Afloat in South Asia

Afloat in South Asia
Reclining Buddha; Rangoon

Friday, February 11, 2011

Langkawi - Sun., Jan. 24th

One of our favorite family vacations during our Hong Kong years was our trip to Langkawi. This beautiful island on the west side of Malaysia provided us a terrific beach holiday in the midst of a rainforest. Monkeys threw coconuts on the roof of our elegant little hut to wake us up in the mornings; Teddy fished with the locals and the butterfly “museum” down the road was, in fact, a huge aviary devoted to butterflies.

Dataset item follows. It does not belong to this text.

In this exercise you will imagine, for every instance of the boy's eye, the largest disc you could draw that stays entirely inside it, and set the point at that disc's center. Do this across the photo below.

I was always sad that I never did one of the bird walks offered by the Datai, where we stayed. As part of this trip I got a second chance – and what a morning it was! The Clipper Odyssey carries experts in all manner of wildlife and the resident bird-nut, Jonathan Rossouw, is as amazing in his enthusiasm as he is in his knowledge.

Jonathan assured us that we would drive up to the top of the mountain and make our way back down gradually. Well….he had not counted on finding a stash of about a dozen great hornbills playing around at the halfway mark! We all hopped out and, by the time we were done, we had wandered nearly to the top, surrounded by amazing birds the whole way. In this photo, you can see one of these magnificent hornbills on the wing and another on a branch (lower right). They are so large that you can hear their approach by a characteristic “whoosh” in the forest.

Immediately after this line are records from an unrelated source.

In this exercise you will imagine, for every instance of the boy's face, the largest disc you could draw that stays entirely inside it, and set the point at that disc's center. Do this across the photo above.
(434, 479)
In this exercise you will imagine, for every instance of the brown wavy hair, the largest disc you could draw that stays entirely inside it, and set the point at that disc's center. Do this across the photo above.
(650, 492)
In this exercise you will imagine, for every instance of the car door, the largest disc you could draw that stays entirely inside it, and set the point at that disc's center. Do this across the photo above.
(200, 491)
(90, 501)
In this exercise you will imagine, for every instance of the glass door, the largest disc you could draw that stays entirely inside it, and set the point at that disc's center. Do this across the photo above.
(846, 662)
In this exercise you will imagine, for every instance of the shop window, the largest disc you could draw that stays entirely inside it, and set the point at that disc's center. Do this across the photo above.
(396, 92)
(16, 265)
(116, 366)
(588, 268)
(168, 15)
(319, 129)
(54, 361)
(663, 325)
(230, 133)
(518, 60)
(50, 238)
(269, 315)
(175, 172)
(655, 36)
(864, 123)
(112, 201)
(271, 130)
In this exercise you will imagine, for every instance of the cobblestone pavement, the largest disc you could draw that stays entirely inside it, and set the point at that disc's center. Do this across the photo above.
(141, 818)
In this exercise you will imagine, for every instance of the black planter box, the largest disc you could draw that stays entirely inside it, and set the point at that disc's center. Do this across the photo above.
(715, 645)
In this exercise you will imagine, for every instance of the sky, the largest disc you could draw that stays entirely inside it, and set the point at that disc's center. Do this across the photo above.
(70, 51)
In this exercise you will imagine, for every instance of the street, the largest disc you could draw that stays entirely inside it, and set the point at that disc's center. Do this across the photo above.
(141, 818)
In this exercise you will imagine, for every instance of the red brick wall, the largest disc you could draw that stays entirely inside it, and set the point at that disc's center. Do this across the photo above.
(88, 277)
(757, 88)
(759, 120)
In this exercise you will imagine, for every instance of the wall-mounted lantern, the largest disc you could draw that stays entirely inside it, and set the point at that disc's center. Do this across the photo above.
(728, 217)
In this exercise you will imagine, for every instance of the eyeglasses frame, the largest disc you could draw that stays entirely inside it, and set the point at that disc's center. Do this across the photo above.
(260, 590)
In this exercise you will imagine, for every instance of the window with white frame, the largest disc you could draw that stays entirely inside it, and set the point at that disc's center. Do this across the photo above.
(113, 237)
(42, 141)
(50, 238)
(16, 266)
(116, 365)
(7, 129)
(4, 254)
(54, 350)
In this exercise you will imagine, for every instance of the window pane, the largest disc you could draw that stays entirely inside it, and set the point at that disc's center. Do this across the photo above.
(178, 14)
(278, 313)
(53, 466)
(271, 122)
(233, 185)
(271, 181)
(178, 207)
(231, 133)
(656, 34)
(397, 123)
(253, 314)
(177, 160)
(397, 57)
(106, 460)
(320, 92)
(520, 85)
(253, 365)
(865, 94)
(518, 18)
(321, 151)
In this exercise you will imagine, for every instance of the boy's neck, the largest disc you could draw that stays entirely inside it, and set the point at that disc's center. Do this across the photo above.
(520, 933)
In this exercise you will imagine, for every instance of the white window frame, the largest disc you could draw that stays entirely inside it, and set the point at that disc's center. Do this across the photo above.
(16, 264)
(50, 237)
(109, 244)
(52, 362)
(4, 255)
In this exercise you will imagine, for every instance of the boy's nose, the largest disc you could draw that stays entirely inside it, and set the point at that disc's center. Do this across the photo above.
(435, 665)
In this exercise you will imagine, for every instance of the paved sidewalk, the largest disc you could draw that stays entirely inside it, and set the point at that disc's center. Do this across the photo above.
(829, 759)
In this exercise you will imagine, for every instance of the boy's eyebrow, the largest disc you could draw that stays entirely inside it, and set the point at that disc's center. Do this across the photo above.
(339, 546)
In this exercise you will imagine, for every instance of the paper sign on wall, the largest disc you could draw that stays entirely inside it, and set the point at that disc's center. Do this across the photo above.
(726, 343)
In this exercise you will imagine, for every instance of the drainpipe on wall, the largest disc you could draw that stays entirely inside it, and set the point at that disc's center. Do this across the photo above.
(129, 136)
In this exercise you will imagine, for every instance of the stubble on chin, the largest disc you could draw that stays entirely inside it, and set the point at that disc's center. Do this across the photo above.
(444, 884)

We also saw an Oriental Pied Hornbill at his nest, where he had walled up the wife and kids (ask me about this one!), as well as the Wreathed Hornbill.

Here is another beautiful little Langkawi denizen – a chestnut-headed bee eater. We saw five or six distinct sorts of bee eaters in the course of our trip, all of them compact and petite like this one. They were nothing like the scarlet bee eaters of Botswana, with their long drongo-like tails.

Along the way, we were entertained by several gaggles of macaques. We also saw a family of langurs, though they were very shy and scooted away before I could get my camera open.

By the time we finished, the bird count for the six-hour jaunt was 33 varieties. It was an all-together entrancing morning and I felt that I had, indeed, made up for lost time in Langkawi!